Appellees contend they may show the true contract without a reformation, and cite State v. Butka, 230 Iowa 928, 299 N.W. 420. That was an action for specific performance of a contract brought by the State. No question was presented concerning immunity of the State from suit, which is the only issue in the instant case. There, upon the theory that the contract was ambiguous, oral testimony upon behalf of the defendant was permitted to show the real contract. It should be noted that in the cited case the testimony was received as a defensive proposition and in no way involved a money judgment against the State. See 49 Am.

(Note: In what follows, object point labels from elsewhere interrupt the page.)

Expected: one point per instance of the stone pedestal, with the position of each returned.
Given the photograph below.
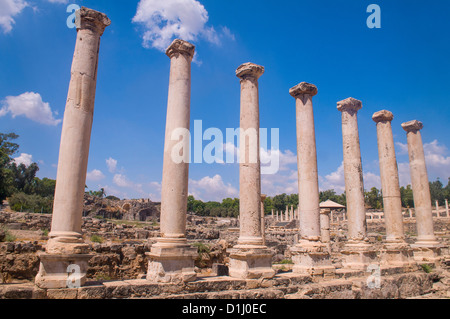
(171, 261)
(65, 238)
(171, 258)
(247, 262)
(62, 271)
(426, 247)
(358, 255)
(250, 258)
(312, 258)
(398, 255)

Jur., States, Territories and Dependencies, section 84. In the instant case the single thing desired is an additional payment from the State, not asked directly as a money judgment but by the indirect method of saying, "pay this additional sum or you must start condemnation proceedings for property already purchased and paid for according to the written agreement." We think this Division of the petition is covered by such cases as Hollingshead Co. v. Board of Control, 196 Iowa 841, 195 N.W. 577; De Votie v. Iowa State Fair Board, 216 Iowa 281, 249 N.W. 429; Bachman v. Iowa State Highway Comm., 236 Iowa 778, 20 N.W.2d 18; State v. F.W. Fitch Co., 236 Iowa 208, 17 N.W.2d 380. The special appearance should have been sustained.
For the reasons above set forth the judgment of the trial court is reversed. — Reversed.
All JUSTICES concur except THORNTON, J., who takes no part.